La douleur radiculaire
La douleur radiculaire est une douleur provoquée par des décharges ectopiques (inappropriées) émanant de la racine dorsale du nerf spinal ou de ses ganglions. Ces décharges ectopiques semblent avoir pour origine une inflammation du nerf affecté le plus souvent en raison de la présence d’une hernie discale.
La douleur radiculaire est qualifiée de très désagréable, sans pour autant présenter les caractéristiques d’un douleur nociceptive, elle est habituellement lancinante, intense et/ou électrique (questionnaire DN4). Elle voyage le long du membre inférieur et représente une bande pas plus large que 5 à 7cm.
Pour qu’une racine nerveuse provoque une douleur radiculaire, il ne suffit pas qu’elle soit comprimée, il faut qu’elle soit préalablement inflammée.
Avec une prévalence de 12% c’est un cas rare mais c’est celle-ci qui nécessite une imagerie et qui présente une inflammation. C’est dans ce type de douleur que l’on remplace le terme de sciatique par celui de douleur radiculaire.
La radiculopathie
La radiculopathie présente la dernière entité décrite ici. C’est une entité à part entière car il peut exister des radiculopathies sans douleur et des douleurs radiculaires sans radiculopathie.
Une radiculopathie est un état neurologique dans lequel la conduction le long d’un nerf spinal ou ses racines (motrice ou sensitive) est bloquée. Lorsque ce sont les fibres sensitives qui sont bloquées le patient souffre d’engourdissement cutané, dans le cas d’un blocage des fibres motrice, la faiblesse musculaire est le symptôme observé.
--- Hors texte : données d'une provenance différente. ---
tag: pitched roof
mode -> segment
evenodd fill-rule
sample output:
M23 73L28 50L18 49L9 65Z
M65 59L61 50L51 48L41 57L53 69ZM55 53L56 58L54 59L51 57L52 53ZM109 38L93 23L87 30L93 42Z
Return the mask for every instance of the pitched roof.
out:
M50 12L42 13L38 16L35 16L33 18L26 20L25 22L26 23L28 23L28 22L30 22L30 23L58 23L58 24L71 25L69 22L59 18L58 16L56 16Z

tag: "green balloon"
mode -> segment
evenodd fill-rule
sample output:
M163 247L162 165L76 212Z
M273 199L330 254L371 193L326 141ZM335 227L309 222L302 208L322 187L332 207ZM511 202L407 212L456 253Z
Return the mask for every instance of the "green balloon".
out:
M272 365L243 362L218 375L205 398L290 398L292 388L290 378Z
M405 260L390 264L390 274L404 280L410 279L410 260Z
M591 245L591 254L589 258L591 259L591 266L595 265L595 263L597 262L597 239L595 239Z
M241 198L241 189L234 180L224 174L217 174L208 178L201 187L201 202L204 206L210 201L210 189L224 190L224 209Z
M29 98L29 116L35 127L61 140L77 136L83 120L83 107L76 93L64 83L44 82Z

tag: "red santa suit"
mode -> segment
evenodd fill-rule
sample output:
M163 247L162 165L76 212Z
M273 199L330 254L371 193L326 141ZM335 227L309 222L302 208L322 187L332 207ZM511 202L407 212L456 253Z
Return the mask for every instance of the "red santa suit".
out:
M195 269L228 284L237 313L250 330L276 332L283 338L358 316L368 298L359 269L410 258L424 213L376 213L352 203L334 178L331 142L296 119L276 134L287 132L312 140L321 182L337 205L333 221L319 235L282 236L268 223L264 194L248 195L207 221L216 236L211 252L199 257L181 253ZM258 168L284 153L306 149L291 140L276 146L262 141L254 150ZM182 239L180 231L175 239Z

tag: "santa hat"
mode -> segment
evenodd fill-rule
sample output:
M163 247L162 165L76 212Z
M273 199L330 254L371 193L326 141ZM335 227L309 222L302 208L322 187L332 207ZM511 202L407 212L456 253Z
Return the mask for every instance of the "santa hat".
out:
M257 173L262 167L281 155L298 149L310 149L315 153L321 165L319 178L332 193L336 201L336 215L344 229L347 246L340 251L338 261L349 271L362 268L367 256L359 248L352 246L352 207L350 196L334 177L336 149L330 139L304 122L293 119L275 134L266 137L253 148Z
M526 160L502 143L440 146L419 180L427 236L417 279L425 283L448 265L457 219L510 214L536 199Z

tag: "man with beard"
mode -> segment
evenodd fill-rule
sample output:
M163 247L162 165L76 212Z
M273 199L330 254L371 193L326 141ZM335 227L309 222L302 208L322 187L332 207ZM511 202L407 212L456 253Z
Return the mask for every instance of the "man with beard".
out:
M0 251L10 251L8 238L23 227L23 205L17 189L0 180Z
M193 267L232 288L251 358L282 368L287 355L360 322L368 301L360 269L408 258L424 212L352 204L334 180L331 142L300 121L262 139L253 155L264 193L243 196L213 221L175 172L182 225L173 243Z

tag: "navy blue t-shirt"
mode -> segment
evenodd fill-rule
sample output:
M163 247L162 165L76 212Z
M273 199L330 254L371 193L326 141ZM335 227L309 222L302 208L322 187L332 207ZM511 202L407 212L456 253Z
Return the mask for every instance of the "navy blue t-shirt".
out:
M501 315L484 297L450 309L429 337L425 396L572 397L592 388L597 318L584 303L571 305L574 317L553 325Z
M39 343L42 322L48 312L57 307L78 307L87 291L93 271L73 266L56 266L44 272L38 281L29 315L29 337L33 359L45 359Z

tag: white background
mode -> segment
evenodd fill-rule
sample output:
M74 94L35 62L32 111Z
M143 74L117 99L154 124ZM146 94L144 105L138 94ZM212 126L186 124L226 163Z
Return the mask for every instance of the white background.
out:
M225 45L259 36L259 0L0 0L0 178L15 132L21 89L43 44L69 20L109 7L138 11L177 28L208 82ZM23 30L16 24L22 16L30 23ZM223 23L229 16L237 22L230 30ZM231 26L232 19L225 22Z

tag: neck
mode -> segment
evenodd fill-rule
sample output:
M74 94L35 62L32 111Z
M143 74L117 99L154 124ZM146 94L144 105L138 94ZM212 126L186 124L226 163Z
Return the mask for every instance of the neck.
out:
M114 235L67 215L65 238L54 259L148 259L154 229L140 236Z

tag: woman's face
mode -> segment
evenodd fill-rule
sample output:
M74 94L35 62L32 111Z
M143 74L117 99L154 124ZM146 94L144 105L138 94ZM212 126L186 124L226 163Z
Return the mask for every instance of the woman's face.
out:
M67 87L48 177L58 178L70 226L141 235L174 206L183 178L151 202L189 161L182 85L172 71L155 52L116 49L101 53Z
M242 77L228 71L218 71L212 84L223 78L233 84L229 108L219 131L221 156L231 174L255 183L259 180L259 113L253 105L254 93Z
De plus, une diminution des réflexes ostéo-tendineux (l’utilité du marteau réflexe en kiné) peut être observé en présence d’atteinte nerveuse motrice et sensitive.
La distribution de l’atteinte sensitive suit un dermatome alors que l’atteinte motrice suit un myotome. En revanche, malgré ce que l’on pense classiquement, la distribution d’une douleur radiculaire ne permet pas de déterminer la racine nerveuse impliquée, il faut l’apparition d’une atteinte sensitive ou motrice pour incriminer le segment à l’origine du bloc. Ainsi l’EMG n’est que rarement nécessaire car un examen clinique kiné pertinent est souvent suffisant.
Conclusion
Bien évidemment ces 4 entités peuvent se succéder ou se superposer, il est de notre rôle de clinicien de les distinguer. La douleur somatique projetée peut notamment être analyser à la lumière de la centralisation de la douleur (voir mon article sur le phénomène de centralisation)
Enfin l’auteur suggère qu’une diminution des confusions entre douleur somatique projetée et douleur radiculaire permettrait une meilleure prise en charge des patients et notamment une diminution des effets iatrogènes notamment des chirurgies inutiles.
J’espère que cet article vous sera autant utile qu’à moi. Et vous aurez noté que l’on parle de la partie périphérique des atteintes lombaires donc la dimension nociceptive de la douleur. Cela n’empêche pas, bien au contraire, de s’intéresser aux mécanismes centraux concernant la douleur (pléonasme!)! Bonne rééducation!